Постепенно Нартахов осознал, что он лежит на дне неглубокой канавы, сплошь заросшей чертополохом, ощупал под собой влажную мягкую землю. Внезапно ему послышался неясный, утайливый шорох, и ему подумалось, что кто-то из его друзей каким-то чудом остался жив, и, хотя разум не поверил в чудо, сердце затрепетало от радости. Нартахов медленно повернул голову на шорох и совсем рядом увидел большую серую мышь. Мышь бесстрашно смотрела на беспомощного человека чёрными бусинками глаз, и Нартахов возненавидел эту мышь, лишившую его надежды.

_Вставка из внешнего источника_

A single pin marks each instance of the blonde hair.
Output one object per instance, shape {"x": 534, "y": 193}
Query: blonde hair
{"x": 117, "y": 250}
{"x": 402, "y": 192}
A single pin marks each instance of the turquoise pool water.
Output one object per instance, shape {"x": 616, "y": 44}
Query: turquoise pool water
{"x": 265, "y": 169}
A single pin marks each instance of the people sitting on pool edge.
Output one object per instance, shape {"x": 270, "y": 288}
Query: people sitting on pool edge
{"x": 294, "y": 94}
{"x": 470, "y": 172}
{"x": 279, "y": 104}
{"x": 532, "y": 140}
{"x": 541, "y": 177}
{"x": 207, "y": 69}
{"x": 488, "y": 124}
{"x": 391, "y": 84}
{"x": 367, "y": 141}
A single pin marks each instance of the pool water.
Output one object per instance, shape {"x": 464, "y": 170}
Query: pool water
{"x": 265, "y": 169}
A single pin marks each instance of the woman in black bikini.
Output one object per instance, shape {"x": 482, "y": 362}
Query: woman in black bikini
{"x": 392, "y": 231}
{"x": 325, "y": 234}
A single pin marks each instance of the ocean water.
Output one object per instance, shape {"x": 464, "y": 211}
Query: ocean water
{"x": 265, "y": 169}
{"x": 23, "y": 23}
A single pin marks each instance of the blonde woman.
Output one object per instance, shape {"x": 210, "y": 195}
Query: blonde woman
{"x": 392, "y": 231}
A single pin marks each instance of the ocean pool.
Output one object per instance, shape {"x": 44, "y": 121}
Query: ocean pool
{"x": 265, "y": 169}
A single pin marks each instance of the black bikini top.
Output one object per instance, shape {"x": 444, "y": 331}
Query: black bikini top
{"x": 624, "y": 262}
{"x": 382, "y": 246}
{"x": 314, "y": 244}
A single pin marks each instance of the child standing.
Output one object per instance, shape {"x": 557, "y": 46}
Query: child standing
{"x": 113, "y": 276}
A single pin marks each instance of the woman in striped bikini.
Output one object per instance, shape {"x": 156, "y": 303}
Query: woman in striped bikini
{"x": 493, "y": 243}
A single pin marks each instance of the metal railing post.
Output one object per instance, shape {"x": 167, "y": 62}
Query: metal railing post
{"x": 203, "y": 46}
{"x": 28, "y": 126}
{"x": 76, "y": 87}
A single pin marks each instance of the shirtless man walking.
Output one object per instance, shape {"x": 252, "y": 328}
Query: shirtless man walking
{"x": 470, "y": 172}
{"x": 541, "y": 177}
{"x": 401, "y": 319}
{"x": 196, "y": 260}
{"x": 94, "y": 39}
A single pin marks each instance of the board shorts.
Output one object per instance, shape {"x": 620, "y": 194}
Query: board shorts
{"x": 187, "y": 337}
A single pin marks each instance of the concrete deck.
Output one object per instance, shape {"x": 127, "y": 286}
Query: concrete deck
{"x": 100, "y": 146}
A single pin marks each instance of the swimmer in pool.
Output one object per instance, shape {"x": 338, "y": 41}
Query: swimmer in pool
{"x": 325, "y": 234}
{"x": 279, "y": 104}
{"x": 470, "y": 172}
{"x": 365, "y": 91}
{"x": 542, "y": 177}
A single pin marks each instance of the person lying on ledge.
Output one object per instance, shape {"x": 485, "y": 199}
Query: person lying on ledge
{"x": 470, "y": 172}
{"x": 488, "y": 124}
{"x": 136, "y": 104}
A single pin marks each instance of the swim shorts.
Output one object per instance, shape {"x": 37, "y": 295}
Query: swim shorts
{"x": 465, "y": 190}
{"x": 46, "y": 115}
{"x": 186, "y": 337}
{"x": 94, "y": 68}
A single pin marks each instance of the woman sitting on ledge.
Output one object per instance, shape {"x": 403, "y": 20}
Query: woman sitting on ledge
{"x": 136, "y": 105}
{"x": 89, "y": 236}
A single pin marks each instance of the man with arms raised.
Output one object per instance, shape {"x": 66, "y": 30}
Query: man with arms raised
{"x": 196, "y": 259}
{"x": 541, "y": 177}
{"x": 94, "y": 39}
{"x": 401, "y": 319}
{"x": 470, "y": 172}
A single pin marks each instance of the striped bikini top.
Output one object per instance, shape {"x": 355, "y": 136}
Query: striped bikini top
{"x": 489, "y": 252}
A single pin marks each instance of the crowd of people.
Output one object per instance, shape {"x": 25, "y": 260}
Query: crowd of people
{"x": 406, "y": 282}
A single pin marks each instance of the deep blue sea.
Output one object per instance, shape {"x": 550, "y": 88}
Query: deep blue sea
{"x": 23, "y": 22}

Где-то раздались пулемётные очереди, так, по крайней мере, показалось вначале, и со всколыхнувшейся снова надеждой Нартахов подумал, что это свои, но быстро разобрался: трещат мотоциклы. Шум мотоциклов приблизился и заглох где-то совсем рядом, послышалась немецкая речь. Нартахов впервые так близко услышал чужие слова и внутренне содрогнулся, но через несколько минут мотоциклы затрещали снова. Лоб Нартахова покрылся холодной испариной: как страшно быть перед врагами беспомощным, безоружным, словно бескрылый утёнок.
Холод всё глубже и глубже проникал в тело Нартахова, и он никак не мог унять судорожную дрожь. И ему казалось: остановись вражеские мотоциклисты чуть позднее, они бы непременно услышали дробный перестук его зубов.
То и дело мимо проезжали машины, и он ещё издали, по звуку, определял, что это немецкие, а несколько раз мимо проходили солдаты, но чертополох надёжно укрывал его от чужих глаз.
Так он лежал до тех пор, пока не сгустились сумерки, и можно стало без особого опасения выбраться из канавы. Он медленно, словно боясь расплескать остатки жизни, повернулся на бок и всё так же медленно, проверяя себя, встал на четвереньки. Двигаться было можно, хотя каждое движение давалось с великим трудом. Приходя в себя, он некоторое время постоял, уткнувшись лбом во влажную землю, и стал выбираться из канавы.
Теперь он смог осмотреться. Неподалёку он увидел плетень, несколько построек, дорогу, большое дерево и в стороне от дороги свой безжизненный танк. Нартахов никак не мог понять, почему он оказался от танка так далеко… Скорее всего, в полубессознании, мучимый ожогами, он сам уполз сюда, в канаву. Как бы там ни было, это спасло ему жизнь: фашисты наверняка побывали около танка.
Дрожа от напряжения и боли, Нартахов пополз к танку. Только теперь, опираясь на руки и видя их перед глазами, Нартахов разглядел, что кисти рук обожжены, комбинезон во многих местах прогорел и в дыры проглядывает сочащееся сукровицей живое мясо.